Policy

Freedom Is Good for You

Science proves overwhelmingly that economic freedom helps women, children, and other living things.

|

Economic freedom is, as Martha Stewart might say, a good thing. That's not just my bias as a libertarian: I've got science on my side.

In a new study published in Contemporary Economic Policy, two of the authors of the annual Economic Freedom of the World Index set out to see how other researchers were using their work. Specifically, West Virginia University economist Joshua Hall and Southern Methodist University economist Robert Lawson found 402 scholarly articles that use some aspect of the index, which the Fraser Institute has published each year since 1996. The institute broadly defines economic freedom as "the extent to which you can pursue economic activity without interference from government, as long as your actions don't violate the identical rights of others." As Hall and Lawson further note, the Economic Freedom Index is "within the classical liberal tradition that emphasizes the importance of private property, rule of law, free trade, sound money, and a limited role for government."

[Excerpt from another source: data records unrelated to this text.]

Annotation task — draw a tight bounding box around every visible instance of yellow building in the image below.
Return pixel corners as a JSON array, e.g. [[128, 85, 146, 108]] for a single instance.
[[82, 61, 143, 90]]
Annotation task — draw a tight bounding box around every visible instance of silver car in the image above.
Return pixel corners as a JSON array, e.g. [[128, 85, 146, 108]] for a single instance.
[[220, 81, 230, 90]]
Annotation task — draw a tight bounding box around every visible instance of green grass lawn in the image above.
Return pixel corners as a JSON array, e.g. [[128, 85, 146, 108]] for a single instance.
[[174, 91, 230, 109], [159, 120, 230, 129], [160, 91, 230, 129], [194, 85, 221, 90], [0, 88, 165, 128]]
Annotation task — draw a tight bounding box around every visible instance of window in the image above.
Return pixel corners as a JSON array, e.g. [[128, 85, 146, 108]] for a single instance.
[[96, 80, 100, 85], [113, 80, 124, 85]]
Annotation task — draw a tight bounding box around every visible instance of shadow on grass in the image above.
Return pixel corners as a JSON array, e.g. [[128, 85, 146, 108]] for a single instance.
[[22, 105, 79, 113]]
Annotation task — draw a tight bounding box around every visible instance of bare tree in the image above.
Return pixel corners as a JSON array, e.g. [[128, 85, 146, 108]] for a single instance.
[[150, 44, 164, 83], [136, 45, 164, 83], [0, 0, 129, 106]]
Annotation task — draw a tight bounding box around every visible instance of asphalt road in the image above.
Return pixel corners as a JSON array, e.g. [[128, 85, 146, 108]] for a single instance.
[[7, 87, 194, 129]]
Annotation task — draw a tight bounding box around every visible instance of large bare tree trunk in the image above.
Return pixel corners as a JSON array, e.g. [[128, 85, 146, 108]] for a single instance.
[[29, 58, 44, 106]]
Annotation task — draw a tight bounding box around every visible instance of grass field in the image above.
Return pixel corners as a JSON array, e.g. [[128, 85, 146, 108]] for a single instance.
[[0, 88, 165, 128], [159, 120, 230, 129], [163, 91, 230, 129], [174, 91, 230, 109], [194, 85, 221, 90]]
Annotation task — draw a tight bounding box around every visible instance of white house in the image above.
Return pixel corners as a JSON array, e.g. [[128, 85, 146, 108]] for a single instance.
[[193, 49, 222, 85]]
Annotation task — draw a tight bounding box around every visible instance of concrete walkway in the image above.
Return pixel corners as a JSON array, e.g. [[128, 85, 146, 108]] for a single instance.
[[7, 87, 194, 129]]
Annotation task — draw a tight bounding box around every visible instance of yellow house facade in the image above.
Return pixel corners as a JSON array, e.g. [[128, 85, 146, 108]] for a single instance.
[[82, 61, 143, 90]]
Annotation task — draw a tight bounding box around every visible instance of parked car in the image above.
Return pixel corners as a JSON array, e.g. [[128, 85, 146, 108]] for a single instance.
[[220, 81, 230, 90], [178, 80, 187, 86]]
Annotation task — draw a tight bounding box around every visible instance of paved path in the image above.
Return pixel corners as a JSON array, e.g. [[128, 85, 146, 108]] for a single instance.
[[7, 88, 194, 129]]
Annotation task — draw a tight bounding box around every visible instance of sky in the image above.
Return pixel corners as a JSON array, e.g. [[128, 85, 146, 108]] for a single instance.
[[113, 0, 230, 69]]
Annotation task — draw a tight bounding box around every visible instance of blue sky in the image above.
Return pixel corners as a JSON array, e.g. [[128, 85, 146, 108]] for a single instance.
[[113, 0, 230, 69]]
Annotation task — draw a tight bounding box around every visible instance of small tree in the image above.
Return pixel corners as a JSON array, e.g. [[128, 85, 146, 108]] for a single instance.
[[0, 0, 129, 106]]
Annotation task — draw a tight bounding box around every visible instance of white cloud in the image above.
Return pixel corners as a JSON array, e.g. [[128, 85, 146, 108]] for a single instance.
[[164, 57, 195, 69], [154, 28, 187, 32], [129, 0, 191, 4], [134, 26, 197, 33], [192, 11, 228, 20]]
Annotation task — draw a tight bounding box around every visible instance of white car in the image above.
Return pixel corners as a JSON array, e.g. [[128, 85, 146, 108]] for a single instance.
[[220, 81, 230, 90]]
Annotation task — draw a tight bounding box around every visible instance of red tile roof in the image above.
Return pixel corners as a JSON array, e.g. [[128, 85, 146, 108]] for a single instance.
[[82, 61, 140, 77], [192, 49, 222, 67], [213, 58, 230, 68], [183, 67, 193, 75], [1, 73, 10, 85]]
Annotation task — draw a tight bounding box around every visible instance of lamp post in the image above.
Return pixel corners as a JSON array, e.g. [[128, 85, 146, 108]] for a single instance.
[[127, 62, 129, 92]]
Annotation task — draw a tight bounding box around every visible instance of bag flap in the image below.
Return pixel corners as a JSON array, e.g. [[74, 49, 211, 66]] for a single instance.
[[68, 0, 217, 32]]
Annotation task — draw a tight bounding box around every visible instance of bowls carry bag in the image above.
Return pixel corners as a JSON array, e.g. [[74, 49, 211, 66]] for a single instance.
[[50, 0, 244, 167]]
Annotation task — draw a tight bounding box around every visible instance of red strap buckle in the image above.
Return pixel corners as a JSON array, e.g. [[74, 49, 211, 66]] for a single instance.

Once Hall and Lawson identified the articles citing the Index, they whittled the list down to 198 papers that use it as a substantive variable in their analyses, usually trying to correlate economic freedom with some other outcome, such as economic growth, income levels, productivity, poverty, inequality, and so forth. Based on the effects identified in each study, Hall and Lawson sorted the articles into three outcome groups: good, bad, and mixed. 

An example of a good outcome would be a 2008 study in the Journal of Economic Behavior and Organization finding that "those societies that rely upon individual economic freedoms to promote women's well-being have been more successful than those societies relying upon greater political rights." Or the 2007 analysis by Austrian researchers for the Institute for Advanced Studies in Vienna concluding "more economic freedom is associated with lower gender wage gaps."

With regard to the effects of greater economic freedom on the welfare of children, a 2006 study published in the Journal of International Trade & Development correlated child labor rates with the index's ratings of countries' openness to trade. From 1960 to 2000, the article reported, "Child labor force participation rates declined on average by 3 percentage points per decade while trade openness increased on average by 6 to 7 percentage points." A third study, published in Contemporary Economic Policy in 2008, found that economic freedom correlated with greater protection against the extinction of species. Insecure property rights, for example, are associated with the type of deforestation that threatens the habitat of many endangered species.

Economic freedom isn't all beer and pizzas. In 2007, two economists from Lund University reported in the Journal of Economic Literature that higher levels of the stuff are associated with greater income inequality. In particular, they find that "increased economic freedom has been associated with increasing inequality, and that this effect most likely comes from deregulations and increased trade openness." 

Another study that located a bad outcome was published in the Annual Review of Public Health in 2008. It reported that economic freedom contributed to rising obesity by lowering food prices, empowering women to participate in the paid workforce, and producing fewer restrictions on the entry of new businesses selling food into the marketplace. Likewise, a 2003 study in the Journal of Economic Perspectives found that people living in developed "countries with more price controls are much less obese than people in countries without price controls." In other words, freedom tends to make people fat. A sociopolitical recipe for reducing obesity might involve establishing price controls, forcing women to stay home, and imposing regulations that limit the creation of new businesses.

Once Hall and Lawson finished sorting through the relevant 198 articles, they found that two-thirds (134 articles) reported good outcomes correlating with higher levels of economic freedom. Twenty-eight percent (56 articles) reported mixed outcomes and just four percent (8 articles) found economic freedom correlated with bad outcomes. "The balance of the evidence," Hall and Lawson conclude, "is overwhelming that economic freedom corresponds with a wide variety of positive outcomes with almost no negative tradeoffs."

In that case, here's another piece of good news: According to the latest Economic Freedom Index, "average economic freedom rose from 5.30 (out of 10) in 1980 to 6.88 in 2007. It then fell for two consecutive years, resulting in a score of 6.79 in 2009 but has risen slightly to 6.83 in 2010, the most recent year available." 

Less happily, the United States has fallen from 8.65 in 2000 to 8.21 in 2005 and 7.70 in 2010. After a long stint as third freest economy in the ratings, the U.S. is now number 18. America's falling rank in the Index provokes the cynical thought that perhaps as our freedom contracts, so too will our waistlines.